Intuitively "meta-ethnic frontier" seems like a plausible idea to me, but it also seems plausible that populations on frontier might have a more fluid and less definite idea of who they are as well (adopting customs from other people they encounter, switching subsistence strategy with climatic shifts and available land). Especially if it's not as much of a militarized frontier.
And the other difference with OTL might be change in the Chinese mentality. China might become less 'closed', more inclined towards expanding into the outer world.
I mean in OTL sending fleets somewhere far away and spending finances for similar purposes was kind of reckless. Everybody knows that this money and efforts would be much better used on maintaining the Northern border against the nomads - because just wait and in no time the hordes of mounted warriors would gather and storm China. And then your overseas lunatic ventures won't help you.

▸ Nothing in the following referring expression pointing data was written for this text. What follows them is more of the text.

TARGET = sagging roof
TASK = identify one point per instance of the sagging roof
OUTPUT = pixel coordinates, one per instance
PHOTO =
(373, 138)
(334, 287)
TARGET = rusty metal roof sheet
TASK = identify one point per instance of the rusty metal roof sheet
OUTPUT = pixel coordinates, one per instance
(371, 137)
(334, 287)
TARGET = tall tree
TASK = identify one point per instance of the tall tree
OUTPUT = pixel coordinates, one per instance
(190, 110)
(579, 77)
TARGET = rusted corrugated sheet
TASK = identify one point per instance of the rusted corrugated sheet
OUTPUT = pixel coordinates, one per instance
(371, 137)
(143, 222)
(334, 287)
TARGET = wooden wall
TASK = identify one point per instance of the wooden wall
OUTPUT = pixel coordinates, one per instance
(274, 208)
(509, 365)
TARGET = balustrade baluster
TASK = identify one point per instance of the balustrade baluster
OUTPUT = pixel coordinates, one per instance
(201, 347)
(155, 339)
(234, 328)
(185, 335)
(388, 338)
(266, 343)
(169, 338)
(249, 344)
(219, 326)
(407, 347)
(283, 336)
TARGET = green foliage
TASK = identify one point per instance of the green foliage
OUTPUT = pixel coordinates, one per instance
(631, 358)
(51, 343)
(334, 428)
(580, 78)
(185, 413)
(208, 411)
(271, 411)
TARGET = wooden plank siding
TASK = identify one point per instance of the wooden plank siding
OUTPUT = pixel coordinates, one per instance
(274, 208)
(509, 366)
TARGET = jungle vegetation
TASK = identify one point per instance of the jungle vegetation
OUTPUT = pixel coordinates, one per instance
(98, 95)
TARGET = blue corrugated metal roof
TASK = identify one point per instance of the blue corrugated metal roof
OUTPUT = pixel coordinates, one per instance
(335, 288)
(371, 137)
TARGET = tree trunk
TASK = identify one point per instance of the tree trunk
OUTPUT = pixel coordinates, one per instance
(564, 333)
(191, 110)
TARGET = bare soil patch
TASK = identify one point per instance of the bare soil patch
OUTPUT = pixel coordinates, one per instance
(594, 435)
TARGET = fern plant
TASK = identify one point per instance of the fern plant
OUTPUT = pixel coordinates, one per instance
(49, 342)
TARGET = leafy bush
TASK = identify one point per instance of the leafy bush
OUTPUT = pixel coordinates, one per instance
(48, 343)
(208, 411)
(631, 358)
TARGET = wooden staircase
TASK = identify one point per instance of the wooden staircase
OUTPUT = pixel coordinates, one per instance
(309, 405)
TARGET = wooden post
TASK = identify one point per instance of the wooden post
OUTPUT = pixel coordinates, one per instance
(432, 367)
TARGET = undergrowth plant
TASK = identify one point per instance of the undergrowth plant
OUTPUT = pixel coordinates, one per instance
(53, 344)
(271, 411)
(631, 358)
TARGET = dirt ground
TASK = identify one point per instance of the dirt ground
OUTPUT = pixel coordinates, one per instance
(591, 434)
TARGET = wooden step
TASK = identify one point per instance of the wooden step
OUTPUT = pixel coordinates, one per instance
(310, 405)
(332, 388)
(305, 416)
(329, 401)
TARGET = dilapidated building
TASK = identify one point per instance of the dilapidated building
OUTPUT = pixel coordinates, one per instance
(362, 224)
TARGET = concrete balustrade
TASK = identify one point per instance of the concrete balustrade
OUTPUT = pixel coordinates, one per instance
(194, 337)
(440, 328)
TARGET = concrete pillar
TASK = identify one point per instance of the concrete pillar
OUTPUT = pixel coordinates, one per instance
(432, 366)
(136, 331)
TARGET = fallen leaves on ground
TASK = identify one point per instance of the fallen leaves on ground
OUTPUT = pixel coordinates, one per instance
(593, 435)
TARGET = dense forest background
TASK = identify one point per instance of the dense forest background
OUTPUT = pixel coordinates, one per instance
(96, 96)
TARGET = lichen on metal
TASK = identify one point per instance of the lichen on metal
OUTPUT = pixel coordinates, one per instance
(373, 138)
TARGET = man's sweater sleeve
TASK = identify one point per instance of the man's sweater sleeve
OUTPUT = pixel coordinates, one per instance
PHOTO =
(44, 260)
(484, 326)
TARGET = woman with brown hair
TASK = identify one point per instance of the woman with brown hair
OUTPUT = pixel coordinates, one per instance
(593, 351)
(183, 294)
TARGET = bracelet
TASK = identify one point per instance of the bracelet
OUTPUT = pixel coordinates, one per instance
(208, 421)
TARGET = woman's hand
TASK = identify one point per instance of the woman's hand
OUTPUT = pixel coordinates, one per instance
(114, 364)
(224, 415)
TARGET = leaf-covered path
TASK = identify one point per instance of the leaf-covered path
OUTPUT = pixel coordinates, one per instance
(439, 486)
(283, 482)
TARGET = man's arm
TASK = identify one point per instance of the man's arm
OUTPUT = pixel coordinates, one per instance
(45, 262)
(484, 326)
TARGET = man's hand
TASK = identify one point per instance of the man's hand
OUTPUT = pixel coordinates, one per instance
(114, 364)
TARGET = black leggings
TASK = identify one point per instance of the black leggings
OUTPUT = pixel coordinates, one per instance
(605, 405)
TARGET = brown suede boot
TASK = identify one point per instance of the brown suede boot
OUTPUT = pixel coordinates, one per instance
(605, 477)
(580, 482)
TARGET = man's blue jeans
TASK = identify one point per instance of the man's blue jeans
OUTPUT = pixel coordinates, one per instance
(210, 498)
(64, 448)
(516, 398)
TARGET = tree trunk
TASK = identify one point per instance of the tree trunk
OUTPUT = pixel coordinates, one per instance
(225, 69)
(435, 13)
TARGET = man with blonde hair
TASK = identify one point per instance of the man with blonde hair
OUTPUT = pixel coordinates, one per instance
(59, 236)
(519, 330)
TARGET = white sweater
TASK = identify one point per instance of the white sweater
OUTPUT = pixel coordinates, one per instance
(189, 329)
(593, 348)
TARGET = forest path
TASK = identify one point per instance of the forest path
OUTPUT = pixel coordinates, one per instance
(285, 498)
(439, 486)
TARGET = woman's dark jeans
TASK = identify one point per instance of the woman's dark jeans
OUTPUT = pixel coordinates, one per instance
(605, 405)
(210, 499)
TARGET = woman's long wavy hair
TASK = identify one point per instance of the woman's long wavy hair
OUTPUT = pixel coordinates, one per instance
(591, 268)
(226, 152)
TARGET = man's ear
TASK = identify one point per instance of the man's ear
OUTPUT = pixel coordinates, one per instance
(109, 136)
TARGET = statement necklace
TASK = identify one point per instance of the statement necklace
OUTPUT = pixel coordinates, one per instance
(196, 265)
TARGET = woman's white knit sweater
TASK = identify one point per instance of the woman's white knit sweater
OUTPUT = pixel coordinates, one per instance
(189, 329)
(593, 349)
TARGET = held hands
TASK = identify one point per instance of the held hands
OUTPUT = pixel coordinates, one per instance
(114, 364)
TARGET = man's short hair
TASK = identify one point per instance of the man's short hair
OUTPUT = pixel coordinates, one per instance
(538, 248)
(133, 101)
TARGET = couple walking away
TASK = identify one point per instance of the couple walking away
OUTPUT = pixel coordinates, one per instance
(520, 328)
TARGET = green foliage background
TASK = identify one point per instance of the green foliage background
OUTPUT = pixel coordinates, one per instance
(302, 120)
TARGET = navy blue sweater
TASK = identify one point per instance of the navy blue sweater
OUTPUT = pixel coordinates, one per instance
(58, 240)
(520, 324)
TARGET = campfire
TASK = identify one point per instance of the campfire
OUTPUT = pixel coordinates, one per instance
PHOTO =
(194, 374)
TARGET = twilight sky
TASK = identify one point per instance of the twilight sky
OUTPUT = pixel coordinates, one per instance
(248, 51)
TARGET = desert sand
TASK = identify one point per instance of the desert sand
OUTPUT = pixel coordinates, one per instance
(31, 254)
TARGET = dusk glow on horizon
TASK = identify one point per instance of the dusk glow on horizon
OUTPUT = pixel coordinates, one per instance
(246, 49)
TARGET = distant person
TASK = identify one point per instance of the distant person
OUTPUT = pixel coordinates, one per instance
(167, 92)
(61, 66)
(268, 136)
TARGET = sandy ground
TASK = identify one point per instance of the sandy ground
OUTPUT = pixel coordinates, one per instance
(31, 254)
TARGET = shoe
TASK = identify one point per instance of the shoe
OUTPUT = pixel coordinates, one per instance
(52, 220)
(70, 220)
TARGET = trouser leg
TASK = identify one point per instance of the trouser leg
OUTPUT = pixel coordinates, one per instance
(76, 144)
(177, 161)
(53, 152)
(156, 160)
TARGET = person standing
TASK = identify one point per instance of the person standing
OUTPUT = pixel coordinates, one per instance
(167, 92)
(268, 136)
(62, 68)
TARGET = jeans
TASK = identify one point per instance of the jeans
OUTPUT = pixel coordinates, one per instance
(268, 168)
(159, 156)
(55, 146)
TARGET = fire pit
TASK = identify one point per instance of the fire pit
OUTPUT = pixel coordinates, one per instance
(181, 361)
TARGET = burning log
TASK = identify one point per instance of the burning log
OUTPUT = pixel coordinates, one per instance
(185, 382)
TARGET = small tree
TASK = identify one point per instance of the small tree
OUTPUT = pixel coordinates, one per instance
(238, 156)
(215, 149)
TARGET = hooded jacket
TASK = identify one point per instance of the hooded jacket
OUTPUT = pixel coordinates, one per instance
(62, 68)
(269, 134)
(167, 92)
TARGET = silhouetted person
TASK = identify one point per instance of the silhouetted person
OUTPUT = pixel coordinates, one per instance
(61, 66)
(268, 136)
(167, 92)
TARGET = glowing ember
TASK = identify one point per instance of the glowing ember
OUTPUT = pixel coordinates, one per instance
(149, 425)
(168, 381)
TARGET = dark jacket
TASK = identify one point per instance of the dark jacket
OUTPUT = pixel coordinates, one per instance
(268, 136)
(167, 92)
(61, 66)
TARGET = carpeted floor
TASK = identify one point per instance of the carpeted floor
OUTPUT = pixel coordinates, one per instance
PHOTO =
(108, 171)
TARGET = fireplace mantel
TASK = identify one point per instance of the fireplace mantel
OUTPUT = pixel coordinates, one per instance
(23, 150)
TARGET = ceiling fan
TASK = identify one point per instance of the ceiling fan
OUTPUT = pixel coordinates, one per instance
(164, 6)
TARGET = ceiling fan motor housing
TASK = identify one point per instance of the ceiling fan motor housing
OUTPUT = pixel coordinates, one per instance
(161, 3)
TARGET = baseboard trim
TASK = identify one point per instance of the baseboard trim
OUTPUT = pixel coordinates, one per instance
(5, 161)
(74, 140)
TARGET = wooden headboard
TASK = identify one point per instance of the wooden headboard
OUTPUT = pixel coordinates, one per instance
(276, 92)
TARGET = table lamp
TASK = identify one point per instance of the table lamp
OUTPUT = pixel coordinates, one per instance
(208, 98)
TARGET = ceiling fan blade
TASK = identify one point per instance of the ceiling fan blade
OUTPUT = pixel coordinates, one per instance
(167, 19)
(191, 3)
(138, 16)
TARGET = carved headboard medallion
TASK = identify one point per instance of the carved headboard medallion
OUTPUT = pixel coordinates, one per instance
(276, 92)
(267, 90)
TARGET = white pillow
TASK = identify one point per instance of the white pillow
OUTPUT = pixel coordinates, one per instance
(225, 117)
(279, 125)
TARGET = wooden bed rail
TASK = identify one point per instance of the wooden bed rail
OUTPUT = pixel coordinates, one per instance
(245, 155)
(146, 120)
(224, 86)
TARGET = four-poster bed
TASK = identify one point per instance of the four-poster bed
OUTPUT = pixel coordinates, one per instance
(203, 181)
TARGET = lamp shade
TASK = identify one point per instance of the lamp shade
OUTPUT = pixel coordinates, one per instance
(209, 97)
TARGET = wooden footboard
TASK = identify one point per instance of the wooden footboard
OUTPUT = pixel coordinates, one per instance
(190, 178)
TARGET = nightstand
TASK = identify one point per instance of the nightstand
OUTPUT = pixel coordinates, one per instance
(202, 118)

In the alternative "world without horses" there's less need to keep an eye on the North and that Chinese attitude might change...
Although if they did, I wonder what they would find. In a horseless / steppe nomad free world, the butterflies for the development of early civilization in West Asia / South Asia / Europe are enormous. Even if it's all the same until Rome, you would butterfly out the Hunnic population movements, later expansions by Arabs, etc. Alternatively, even earlier might avoid the Late Bronze Age collapse. The whole Western world that seemed millennia ahead until the Iron Age and still hundreds of years ahead (roughly) by the time of quite late Rome might have survived. Maybe the ATL's China would see merchant fleets from Indus Valley successors or Mediterranean states turning up early in whatever their equivalent time of the Han Dynasty or earlier (their own outgoing overseas ventures or no).